Amazon (NASDAQ:AMZN | AMZN Price Prediction) currently trades at $263.99, while Wall Street’s average price target sits at $283.79, implying about 7% upside from current levels. Amazon hardly needs an introduction at this point, but as a quick refresher, Amazon operates the largest e-commerce platform in the West, the leading public cloud through AWS, and a fast-growing advertising business that now exceeds $70 billion in TTM revenue. The stock remains a focal point for investors as its capex spree, AWS growth, and profitability all move at once.
The Q4 Selloff Was About Capex Spending
The earlier selloff came down to one issue: capex. Management guided roughly $200 billion in 2026 capital expenditures, up from about $132 billion in 2025, with most of the increase tied to AI infrastructure. That level of spending raised concerns about near-term free cash flow.
Those concerns were visible in the numbers. Free cash flow dropped to $1.2 billion over the trailing twelve months, down from $25.9 billion a year ago, driven by a $59.3 billion increase in infrastructure investment.
Q1 Results Show the Payoff Starting
The first quarter began to validate the spending. Revenue grew 17% to $181.5 billion, with AWS accelerating to 28% growth on a $37.6 billion base. Operating income rose to $23.9 billion from $18.4 billion a year ago, while AWS alone generated $14.2 billion in operating income. Net income reached $30.3 billion, though this included a $16.8 billion gain tied to Amazon’s investment in Anthropic.
North America’s operating income increased to $8.3 billion, and International’s improved to $1.4 billion, showing broader profitability gains across the business. The underlying story is clear.

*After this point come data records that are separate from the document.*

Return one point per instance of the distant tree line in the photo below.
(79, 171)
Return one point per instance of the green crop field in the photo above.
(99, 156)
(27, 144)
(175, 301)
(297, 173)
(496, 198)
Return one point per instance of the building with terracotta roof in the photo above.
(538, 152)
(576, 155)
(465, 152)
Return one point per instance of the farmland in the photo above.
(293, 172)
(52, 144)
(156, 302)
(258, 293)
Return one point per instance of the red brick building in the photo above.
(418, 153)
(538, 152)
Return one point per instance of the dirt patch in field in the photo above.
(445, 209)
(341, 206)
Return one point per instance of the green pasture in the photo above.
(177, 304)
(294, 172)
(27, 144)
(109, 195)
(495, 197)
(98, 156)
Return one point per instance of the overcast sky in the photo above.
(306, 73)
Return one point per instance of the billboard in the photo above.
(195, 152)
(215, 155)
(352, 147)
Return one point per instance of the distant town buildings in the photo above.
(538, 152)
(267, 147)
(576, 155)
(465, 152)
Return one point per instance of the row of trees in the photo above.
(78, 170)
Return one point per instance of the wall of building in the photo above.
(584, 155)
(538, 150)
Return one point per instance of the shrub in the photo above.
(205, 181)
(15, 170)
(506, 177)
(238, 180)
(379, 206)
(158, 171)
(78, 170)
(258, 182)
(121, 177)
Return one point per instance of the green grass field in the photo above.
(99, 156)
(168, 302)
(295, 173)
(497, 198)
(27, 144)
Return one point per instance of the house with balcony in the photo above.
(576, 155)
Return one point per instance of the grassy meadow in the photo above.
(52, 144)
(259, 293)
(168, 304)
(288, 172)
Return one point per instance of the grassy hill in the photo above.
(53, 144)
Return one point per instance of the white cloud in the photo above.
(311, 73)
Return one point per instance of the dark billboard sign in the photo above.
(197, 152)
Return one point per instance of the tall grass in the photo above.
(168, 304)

Growth is reaccelerating while profitability is improving, even as investment remains elevated.
Why Analysts Stayed Bullish
Analysts have kept their bullish stance because demand continues to strengthen across key segments. AWS is now growing at its fastest rate in over a year, and Amazon’s custom silicon business, including Graviton and Trainium, has surpassed a $20 billion annual run rate with triple-digit growth. Advertising continues to scale, and core retail unit growth reached 15%.
The company is also locking in long-term AI demand. OpenAI has committed to roughly 2GW of Trainium capacity, while Anthropic plans to use up to 5GW. Meta Platforms is deploying tens of millions of Graviton cores for AI workloads. Recently, Truist raised its price target to $285, and Wells Fargo carries a $307 target, while ARK was buying shares into the recovery.

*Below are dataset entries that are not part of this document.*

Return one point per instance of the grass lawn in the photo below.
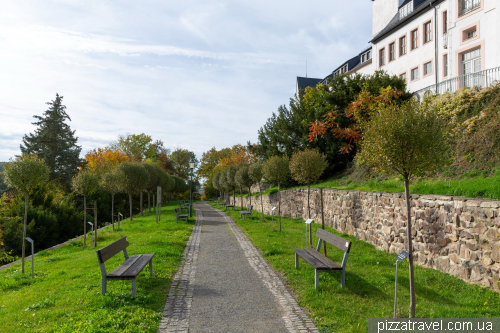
(65, 295)
(370, 273)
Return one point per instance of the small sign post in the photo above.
(308, 223)
(402, 256)
(32, 256)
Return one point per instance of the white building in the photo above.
(436, 45)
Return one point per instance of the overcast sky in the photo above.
(194, 74)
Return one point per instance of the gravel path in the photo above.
(224, 285)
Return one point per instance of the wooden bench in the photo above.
(129, 270)
(180, 216)
(244, 213)
(183, 206)
(230, 205)
(319, 261)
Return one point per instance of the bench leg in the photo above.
(104, 281)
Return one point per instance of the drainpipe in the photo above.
(436, 73)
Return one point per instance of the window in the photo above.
(414, 39)
(471, 66)
(414, 74)
(467, 6)
(392, 51)
(428, 68)
(428, 32)
(445, 22)
(445, 65)
(402, 46)
(406, 10)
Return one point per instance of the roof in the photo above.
(304, 82)
(419, 7)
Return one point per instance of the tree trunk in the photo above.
(410, 248)
(130, 204)
(113, 210)
(95, 223)
(24, 230)
(322, 217)
(261, 204)
(241, 198)
(142, 213)
(250, 194)
(279, 205)
(84, 220)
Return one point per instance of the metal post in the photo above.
(191, 195)
(396, 290)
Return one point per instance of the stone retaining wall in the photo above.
(456, 235)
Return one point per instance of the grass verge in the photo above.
(370, 273)
(65, 295)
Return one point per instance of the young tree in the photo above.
(55, 143)
(85, 183)
(25, 173)
(133, 179)
(256, 173)
(306, 167)
(110, 182)
(277, 170)
(244, 180)
(409, 141)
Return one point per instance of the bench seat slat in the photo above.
(137, 266)
(314, 262)
(335, 240)
(118, 271)
(332, 265)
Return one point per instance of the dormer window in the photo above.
(406, 10)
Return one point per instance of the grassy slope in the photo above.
(65, 295)
(369, 291)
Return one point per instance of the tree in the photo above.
(25, 173)
(55, 143)
(256, 173)
(230, 180)
(244, 180)
(110, 182)
(410, 141)
(276, 169)
(85, 183)
(134, 179)
(306, 167)
(180, 159)
(137, 147)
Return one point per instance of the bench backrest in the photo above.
(335, 240)
(109, 251)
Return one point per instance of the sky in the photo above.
(195, 74)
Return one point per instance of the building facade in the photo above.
(436, 45)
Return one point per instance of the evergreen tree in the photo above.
(55, 143)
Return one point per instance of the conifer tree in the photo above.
(55, 143)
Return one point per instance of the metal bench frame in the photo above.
(319, 261)
(128, 270)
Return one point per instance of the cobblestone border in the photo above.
(295, 318)
(178, 306)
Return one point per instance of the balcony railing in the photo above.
(481, 79)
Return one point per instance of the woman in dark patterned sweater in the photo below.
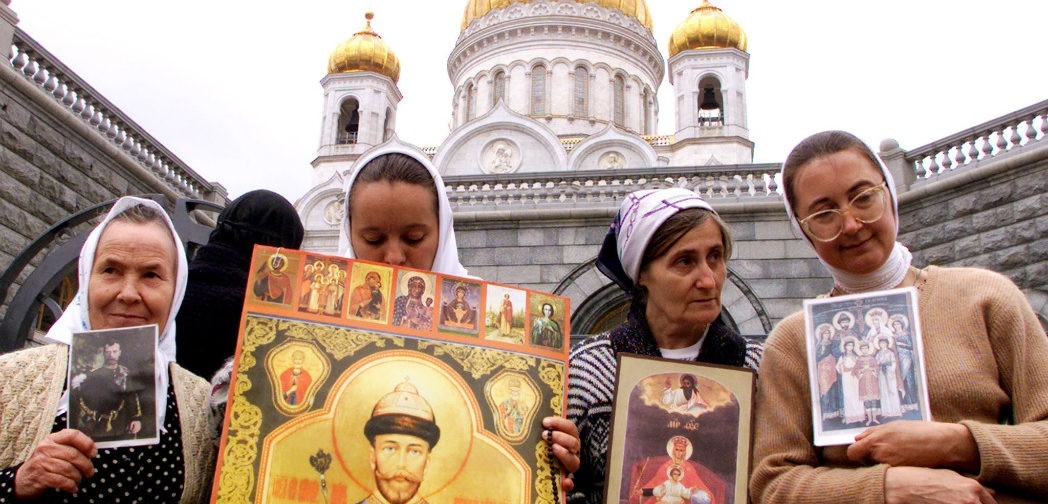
(669, 249)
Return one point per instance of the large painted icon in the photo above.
(391, 410)
(865, 363)
(680, 433)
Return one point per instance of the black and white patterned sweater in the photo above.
(591, 384)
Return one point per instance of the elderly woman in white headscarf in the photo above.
(132, 272)
(984, 357)
(669, 249)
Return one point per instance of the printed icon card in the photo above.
(680, 432)
(866, 363)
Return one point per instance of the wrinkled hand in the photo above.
(61, 461)
(919, 444)
(566, 446)
(933, 486)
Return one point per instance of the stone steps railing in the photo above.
(598, 188)
(1005, 134)
(40, 67)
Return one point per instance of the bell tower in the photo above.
(361, 96)
(708, 67)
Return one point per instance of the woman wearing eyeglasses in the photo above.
(985, 357)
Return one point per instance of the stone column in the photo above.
(895, 159)
(7, 22)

Analysts are decisively bullish with 65 out of 69 sporting a “Buy” rating:
- Strong Buy: 15
- Buy: 50
- Hold: 4
- Sell: 0
My Take: The Easy Money Already Moved
The bull case rests on AWS sustaining high-20% growth through 2026 and the $200 billion capex bill producing a clean step-up in AI-related revenue, in which case targets drift toward the $300 handle that Wells Fargo already prints. The bear case is that the capex line is racing ahead of monetization, in which case another quarter of compressed free cash flow plus another below-consensus operating income guide could easily knock 15% out of the stock again.
Personally, I’d lean more on the cautious side at this level. The ~7% gap to consensus is real, but most of the obvious mispricing was harvested when the stock ripped from $198 to $264. With shares around the 52-week high, the stock might not be notably undervalued today.